In America, we like to make heroes out of people who start from humble beginnings and come to possess wealth and power. We call these people self-made men or self-made women (though mostly we only talk about self-made men), and we hold them up as role models to be emulated. This unfortunately sends the message that the rest of us who haven’t managed to rise from rags to riches, must be somehow deficient, either in hard work, intelligence or some other virtue. It also promotes arrogance and ingratitude among those who do manage to succeed.

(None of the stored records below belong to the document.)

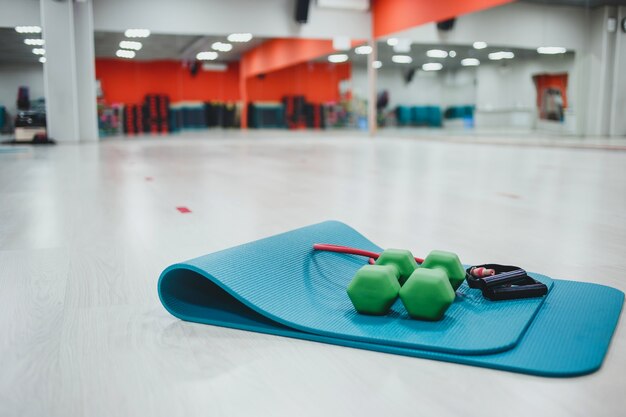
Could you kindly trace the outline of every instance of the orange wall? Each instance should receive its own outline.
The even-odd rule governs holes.
[[[350,78],[351,66],[326,62],[302,63],[246,79],[248,101],[278,101],[285,95],[304,95],[314,103],[339,100],[339,81]],[[189,74],[180,61],[96,59],[96,78],[107,103],[141,103],[146,94],[167,94],[184,100],[240,100],[239,66],[225,72]]]
[[[272,39],[243,54],[242,77],[264,74],[332,53],[326,39]]]
[[[203,71],[192,77],[180,61],[96,59],[96,78],[107,103],[140,103],[146,94],[167,94],[171,101],[239,100],[239,65]]]
[[[350,78],[351,65],[305,62],[246,80],[248,101],[278,101],[304,95],[312,103],[339,100],[339,81]]]
[[[513,0],[374,0],[374,37],[477,12]]]

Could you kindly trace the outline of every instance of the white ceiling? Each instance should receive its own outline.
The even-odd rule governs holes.
[[[115,58],[120,41],[126,39],[123,33],[96,32],[94,42],[96,57]],[[143,46],[137,51],[137,60],[158,59],[193,59],[198,52],[211,51],[214,42],[227,42],[225,36],[195,36],[195,35],[162,35],[152,34],[144,39],[132,39],[140,41]],[[263,38],[253,38],[246,43],[233,43],[233,49],[229,52],[218,52],[216,62],[237,61],[245,51],[264,42]]]

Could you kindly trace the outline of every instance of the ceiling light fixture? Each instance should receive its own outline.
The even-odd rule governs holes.
[[[454,57],[456,56],[456,51],[450,51],[450,52],[448,52],[448,56],[449,56],[450,58],[454,58]]]
[[[233,49],[233,45],[230,43],[226,43],[226,42],[213,42],[213,44],[211,45],[211,48],[220,52],[228,52],[231,49]]]
[[[118,58],[134,58],[135,57],[135,51],[128,51],[126,49],[118,49],[117,52],[115,52],[115,55]]]
[[[374,61],[372,62],[372,68],[374,69],[379,69],[383,66],[383,63],[381,61]]]
[[[515,58],[515,54],[513,52],[508,52],[508,51],[492,52],[488,56],[489,56],[489,59],[491,59],[492,61]]]
[[[148,29],[126,29],[124,36],[127,38],[147,38],[150,36]]]
[[[422,65],[422,69],[424,71],[439,71],[442,68],[443,65],[439,62],[427,62],[426,64]]]
[[[410,64],[413,62],[413,58],[408,55],[394,55],[391,57],[391,60],[396,64]]]
[[[477,67],[480,65],[480,61],[476,58],[465,58],[461,60],[461,65],[464,67]]]
[[[328,62],[338,63],[338,62],[346,62],[347,60],[348,60],[348,55],[346,54],[328,55]]]
[[[39,62],[41,62],[42,64],[46,63],[46,57],[45,56],[40,56],[39,57]]]
[[[24,39],[24,43],[30,46],[42,46],[45,42],[43,39]]]
[[[474,49],[485,49],[487,47],[487,42],[477,41],[472,45]]]
[[[361,45],[354,48],[354,53],[357,55],[369,55],[372,53],[372,47],[369,45]]]
[[[231,33],[226,39],[229,42],[250,42],[252,33]]]
[[[398,38],[389,38],[387,39],[387,45],[396,46],[398,44]]]
[[[41,27],[39,26],[15,26],[17,33],[41,33]]]
[[[196,59],[199,61],[213,61],[217,59],[217,52],[213,52],[213,51],[198,52],[198,54],[196,55]]]
[[[35,48],[33,49],[33,54],[35,55],[44,55],[46,53],[46,50],[43,48]]]
[[[562,46],[540,46],[537,48],[537,52],[540,54],[546,55],[556,55],[556,54],[564,54],[567,52],[567,49]]]
[[[441,49],[430,49],[426,51],[426,56],[429,58],[446,58],[448,53]]]
[[[122,49],[132,49],[134,51],[140,50],[142,47],[141,42],[136,41],[121,41],[120,48]]]

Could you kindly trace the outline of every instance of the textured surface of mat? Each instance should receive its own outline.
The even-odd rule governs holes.
[[[492,302],[463,285],[440,322],[410,320],[401,304],[362,316],[345,288],[366,260],[314,252],[315,242],[380,250],[325,222],[172,265],[161,301],[188,321],[552,376],[600,366],[623,303],[609,287],[533,274],[552,287],[547,297]]]

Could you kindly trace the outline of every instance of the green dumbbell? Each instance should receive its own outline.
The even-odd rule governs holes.
[[[434,250],[402,286],[400,299],[411,317],[440,320],[464,279],[465,270],[455,253]]]
[[[440,320],[456,296],[441,269],[418,268],[399,292],[404,308],[414,319]]]
[[[400,285],[417,269],[417,262],[411,251],[405,249],[385,249],[376,259],[376,265],[388,265],[396,270]],[[463,271],[465,272],[465,271]]]
[[[420,265],[420,268],[439,269],[445,272],[450,280],[450,284],[452,284],[452,288],[455,290],[465,280],[465,268],[463,268],[463,264],[456,253],[443,250],[431,251]]]
[[[348,297],[361,314],[387,314],[398,298],[400,282],[404,282],[417,268],[415,258],[408,250],[387,249],[375,265],[359,269],[348,285]]]

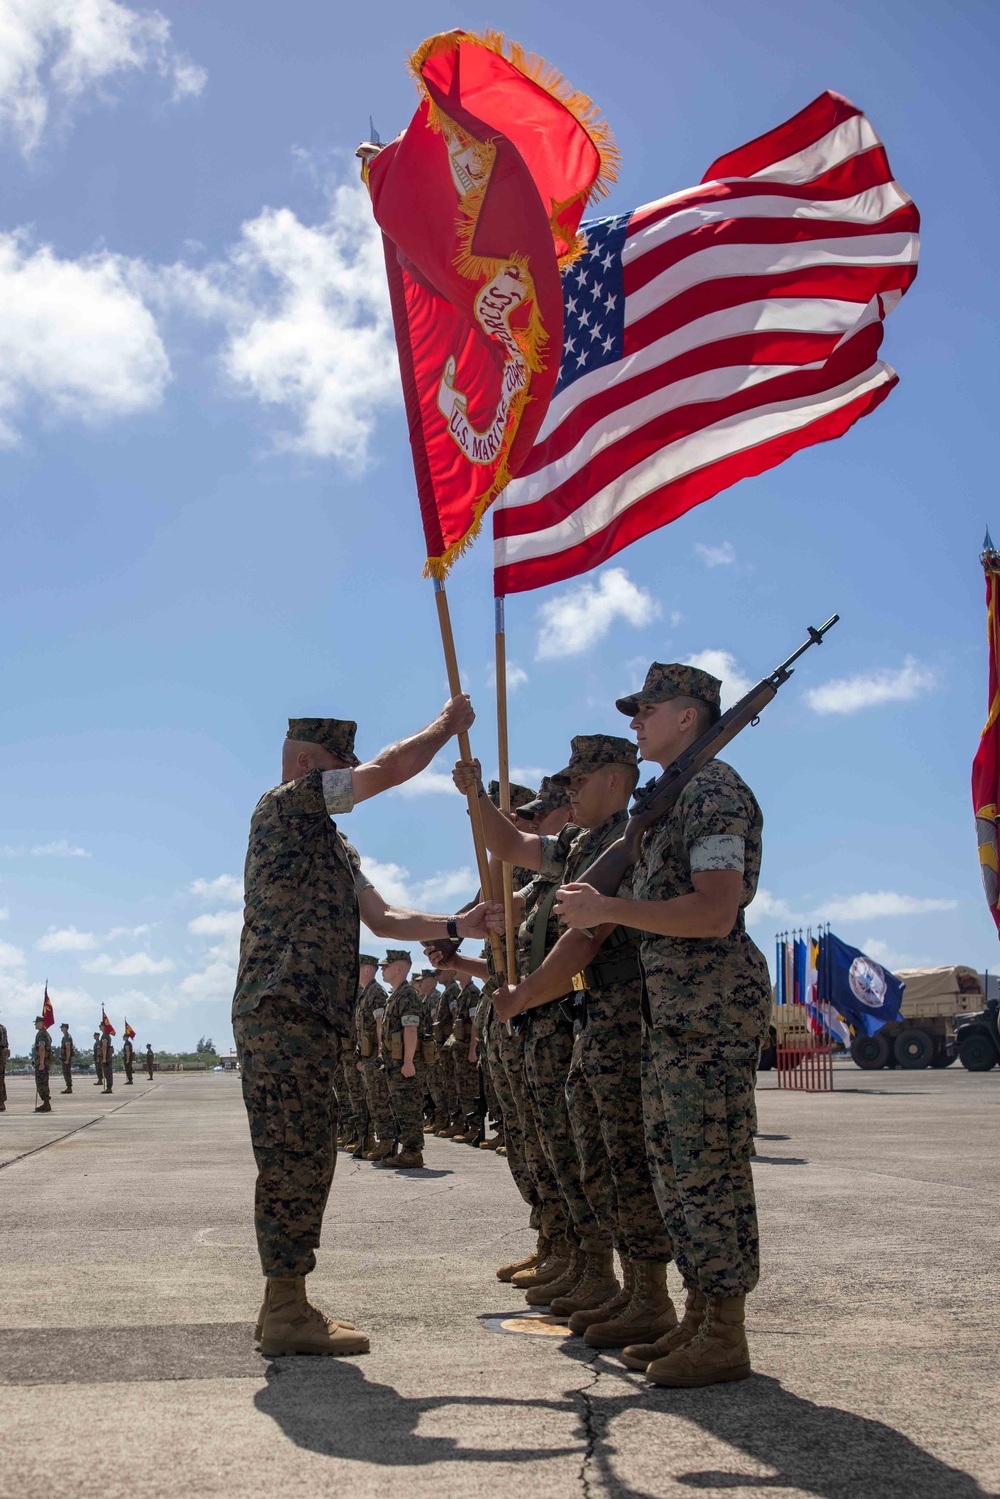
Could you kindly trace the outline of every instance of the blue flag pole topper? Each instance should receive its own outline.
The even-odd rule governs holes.
[[[831,1004],[863,1036],[874,1036],[887,1021],[899,1019],[902,979],[832,932],[820,937],[820,948],[821,1002]]]

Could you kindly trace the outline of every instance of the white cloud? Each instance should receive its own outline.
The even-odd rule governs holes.
[[[24,953],[13,942],[0,942],[0,970],[24,967]]]
[[[891,943],[885,942],[881,937],[867,937],[860,944],[861,951],[866,957],[874,958],[876,963],[895,972],[899,968],[928,968],[932,966],[929,958],[914,957],[912,952],[900,952]]]
[[[640,629],[659,614],[651,593],[633,583],[623,567],[609,567],[596,579],[575,583],[542,604],[535,659],[559,661],[582,655],[604,639],[616,619]]]
[[[27,412],[98,423],[156,406],[170,373],[132,263],[61,260],[23,230],[0,234],[0,443]]]
[[[677,626],[680,625],[680,624],[683,624],[683,623],[684,623],[684,616],[681,613],[681,611],[679,609],[671,609],[671,611],[670,611],[670,626],[671,626],[671,629],[676,630]]]
[[[759,921],[794,921],[795,918],[789,909],[786,900],[779,900],[772,895],[770,890],[765,890],[758,885],[757,894],[746,908],[745,917],[748,925]]]
[[[134,952],[118,958],[99,953],[80,966],[87,973],[103,973],[109,978],[135,978],[140,973],[169,973],[175,964],[173,958],[151,958],[148,952]]]
[[[861,708],[875,708],[882,703],[911,703],[936,686],[937,678],[930,668],[907,656],[896,671],[882,667],[856,677],[837,677],[810,688],[806,702],[816,713],[857,713]]]
[[[694,549],[706,567],[728,567],[736,561],[731,541],[720,542],[718,546],[706,546],[703,541],[696,541]]]
[[[923,916],[930,911],[954,911],[957,900],[921,899],[894,890],[863,890],[835,897],[823,907],[829,921],[877,921],[884,916]]]
[[[114,942],[118,937],[144,937],[147,932],[153,930],[150,922],[146,921],[142,926],[113,926],[110,932],[102,937],[102,942]]]
[[[173,45],[159,11],[118,0],[3,0],[0,4],[0,129],[31,155],[46,127],[65,124],[87,98],[106,102],[109,85],[153,72],[174,100],[200,94],[204,69]]]
[[[225,937],[231,943],[239,942],[242,930],[242,911],[215,911],[188,922],[188,931],[196,937]]]
[[[359,182],[332,187],[318,224],[264,208],[225,259],[148,275],[164,304],[221,322],[234,389],[291,417],[280,449],[365,467],[377,414],[401,392],[381,237]]]
[[[35,943],[39,952],[90,952],[97,946],[93,932],[80,932],[75,926],[50,926]]]
[[[433,761],[426,770],[413,777],[412,781],[404,781],[402,786],[394,786],[394,796],[459,796],[461,793],[456,789],[451,778],[451,770],[446,769],[440,760]]]
[[[707,671],[713,677],[718,677],[722,682],[722,711],[731,708],[735,702],[749,692],[754,685],[749,677],[745,677],[736,665],[736,658],[729,651],[697,651],[693,656],[686,656],[685,662],[688,666],[698,666],[702,671]]]
[[[540,765],[512,765],[510,767],[510,778],[519,781],[522,786],[537,786],[545,771]]]
[[[2,3],[2,0],[0,0]],[[3,376],[0,375],[0,381]],[[36,859],[89,859],[90,854],[85,848],[80,848],[74,843],[69,843],[65,838],[60,838],[56,843],[36,843],[33,848],[25,848],[23,843],[4,843],[0,845],[0,859],[23,859],[25,854],[33,854]]]
[[[225,900],[234,906],[243,904],[243,881],[234,874],[216,875],[214,880],[192,880],[189,886],[192,895],[203,900]]]
[[[383,900],[415,911],[452,910],[470,900],[479,886],[479,876],[467,866],[414,881],[404,864],[382,863],[364,854],[361,864]]]
[[[495,687],[497,685],[497,669],[495,666],[490,667],[489,671],[486,674],[486,678],[491,687]],[[527,681],[528,673],[524,670],[524,668],[522,666],[518,666],[516,661],[508,661],[507,691],[516,692],[517,689],[519,687],[523,687],[525,682]]]
[[[9,906],[0,906],[0,921],[7,921],[7,920],[9,920],[9,918],[10,918],[10,907]]]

Our Sages taught us that G-d gives us the cure before the disease. If the disease is arrogance and self-satisfaction, the cure is gratitude. Immediately prior to the verses quoted above, the Torah states: “When you have eaten and are satisfied, you shall bless the L-rd your G-d for the good land which He has given you.” (Deuteronomy 8:10) In other words, in order to avoid imagining ourselves to be self-made men or self-made women, we must practice gratitude by blessing G-d for our material well-being. 

Moses and Carl Sagan remind us that there is no such thing as a self-made man or woman. Anything we achieve is possibly only because of the circumstances we find ourselves in, and the talents and abilities G-d has blessed us with. 

This consciousness leads to a profound humility. If I am better off than someone else, or if I have achieved more than them, it is not through my own merit but through the blessings that G-d, in His inscrutable wisdom, has chosen to bestow on me.

If we can cultivate this humble consciousness, perhaps we can cultivate not only gratitude for what we have, but also a sense of responsibility to use whatever wealth or ability we have been blessed with, in the service of G-d, our community and our fellow human beings. 

Rabbi Garth Silberstein serves Bais Abraham Congregation and is a member of the St. Louis Rabbinical and Cantorial Association.